Selain itu biaya perawatan yang mahal menyebabkan biaya
produksi pohon jenis ini menjadi mahal. Sedangkan pada pohon jenis cepat tumbuh, luas lahan yang dimilki petani hutan rakyat yang tidak terlalu luas menyebabkan tidak tersedianya pohon setiap tahun untuk ditebang. Hal ini terjadi karena luas lahan yang dimiliki petani hutan rakyat yang berbeda-beda dengan jarak tanam yang berbeda juga. Seperti petani hutan rakyat di Cibungbulang yang hanya memiliki luas lahan 0,01 hektar dengan jarak tanam 3m×3m sehingga jumlah pohon yang ditanam kurang lebih hanya 10 pohon. Lain halnya petani hutan rakyat di Ciampea yang memiliki lahan 15 hektar dengan jarak tanam 2,5m×2,5m sehingga pohon yang ditanam lebih banyak yakni sebesar 24.000 pohon. Hal ini menunjukkan bahwa dengan luas lahan dan jarak tanam yang berbeda dapat menyebabkan jumlah pohon yang ditanam berbeda sehingga jumlah pohon yang ditebang pada setiap petani hutan rakyat juga berbeda. Keterangan diatas dapat dilihat pada Lampiran 1. Perkembangan produksi petani hutan rakyat juga dipengaruhi oleh tujuan petani menebang kayu. Petani hutan rakyat di wilayah Bogor Barat dari dulu sampai sekarang menebang pohon apabila ada kebutuhan saja. Selain itu, sebagian besar petani menganggap bahwa usaha hutan rakyat hanya sebagai tabungan yang suatu saat dapat dipergunakan.

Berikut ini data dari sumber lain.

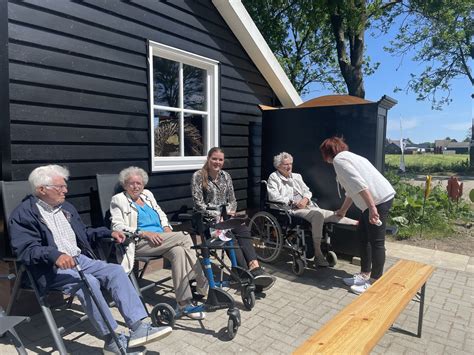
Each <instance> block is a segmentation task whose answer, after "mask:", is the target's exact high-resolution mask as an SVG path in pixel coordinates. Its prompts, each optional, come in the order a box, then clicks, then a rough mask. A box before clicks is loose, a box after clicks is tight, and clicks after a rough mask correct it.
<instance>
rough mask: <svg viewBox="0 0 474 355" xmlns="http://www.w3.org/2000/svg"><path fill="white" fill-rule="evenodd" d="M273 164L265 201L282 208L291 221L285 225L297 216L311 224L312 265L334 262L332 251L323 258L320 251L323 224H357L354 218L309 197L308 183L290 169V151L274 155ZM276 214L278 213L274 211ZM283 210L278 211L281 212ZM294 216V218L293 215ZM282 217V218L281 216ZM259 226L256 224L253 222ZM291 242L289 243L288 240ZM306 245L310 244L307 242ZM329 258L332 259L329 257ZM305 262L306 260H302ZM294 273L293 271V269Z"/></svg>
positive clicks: (297, 228)
mask: <svg viewBox="0 0 474 355" xmlns="http://www.w3.org/2000/svg"><path fill="white" fill-rule="evenodd" d="M273 166H274V167H275V168H276V171H275V172H273V173H272V174H271V175H270V176H269V178H268V182H267V193H268V201H269V202H270V203H272V205H273V207H274V209H276V210H280V212H281V211H282V210H283V211H284V213H283V215H286V216H287V217H288V219H289V220H291V221H290V222H288V221H287V222H286V223H285V224H286V225H288V224H289V225H298V221H297V220H298V218H301V219H303V220H305V221H308V222H310V223H311V236H312V243H311V244H312V245H313V248H314V265H315V267H327V266H331V264H332V265H334V264H335V261H336V260H337V259H336V260H334V259H335V258H336V256H335V254H334V253H331V254H329V255H328V257H327V258H326V257H325V256H324V254H323V252H322V251H321V240H322V239H323V225H324V223H325V222H336V223H343V224H352V225H355V224H357V221H355V220H353V219H350V218H346V217H340V216H337V215H336V214H335V213H334V212H333V211H329V210H325V209H322V208H320V207H319V206H318V205H317V204H316V203H315V202H314V201H312V200H311V197H312V193H311V191H310V189H309V188H308V186H307V185H306V184H305V182H304V181H303V178H302V176H301V175H300V174H297V173H294V172H293V157H292V156H291V154H289V153H286V152H282V153H280V154H278V155H276V156H275V157H274V158H273ZM271 209H272V208H270V210H271ZM277 214H278V213H277ZM281 214H282V213H280V215H281ZM295 217H296V218H295ZM280 219H281V218H280ZM252 221H253V222H254V224H255V223H257V222H258V218H256V217H255V216H254V218H253V220H252ZM255 226H256V227H258V226H257V225H255ZM300 227H301V226H300V225H298V226H297V232H299V231H301V228H300ZM281 229H282V227H281V226H278V228H277V229H276V231H280V233H281ZM299 243H300V244H303V246H304V244H306V243H307V241H306V240H302V241H299ZM277 244H279V245H276V246H275V247H276V249H277V250H278V249H280V250H281V247H282V246H283V241H281V242H278V241H277ZM290 244H291V243H290ZM308 244H309V243H308ZM312 252H313V251H311V250H306V253H307V255H306V257H308V256H309V255H311V254H312ZM327 259H330V262H328V260H327ZM331 259H332V260H331ZM297 262H298V263H301V259H300V260H298V261H297V260H295V263H297ZM305 263H306V260H305ZM297 269H298V272H297V273H299V272H302V270H300V269H301V268H297ZM294 271H295V272H296V270H295V269H294Z"/></svg>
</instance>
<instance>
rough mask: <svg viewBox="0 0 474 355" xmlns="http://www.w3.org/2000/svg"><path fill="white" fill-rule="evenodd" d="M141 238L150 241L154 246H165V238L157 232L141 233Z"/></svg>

Pada periode sebelum tahun 1945 dan periode Orde Lama (1945-1966), petani hutan rakyat hanya menebang pohon untuk memenuhi kebutuhannya saja yakni untuk kayu bakar atau untuk membangun rumah dan Masjid, sehingga pada periode-periode ini jumlah pohon yang ditebang masih sedikit. Berbeda dengan periode Orde Baru (1967-1998) dan periode Reformasi (1998-2012) jumlah pohon yang ditebang sudah banyak. Hal ini terjadi
34
karena banyak petani hutan rakyat yang sudah mulai menebang pohon untuk dijual sehingga banyak petani yang menanam pohon yang cepat tumbuh seperti Sengon. Selain itu, hal ini juga didukung dengan munculnya pemasaran pada tahun 1970-an dan harga kayu yang membaik pada tahun 1999. Namun walaupun jumlah pohon yang ditebang sudah banyak, petani hutan rakyat di wilayah Bogor Barat masih menebang sesuai dengan kebutuhan.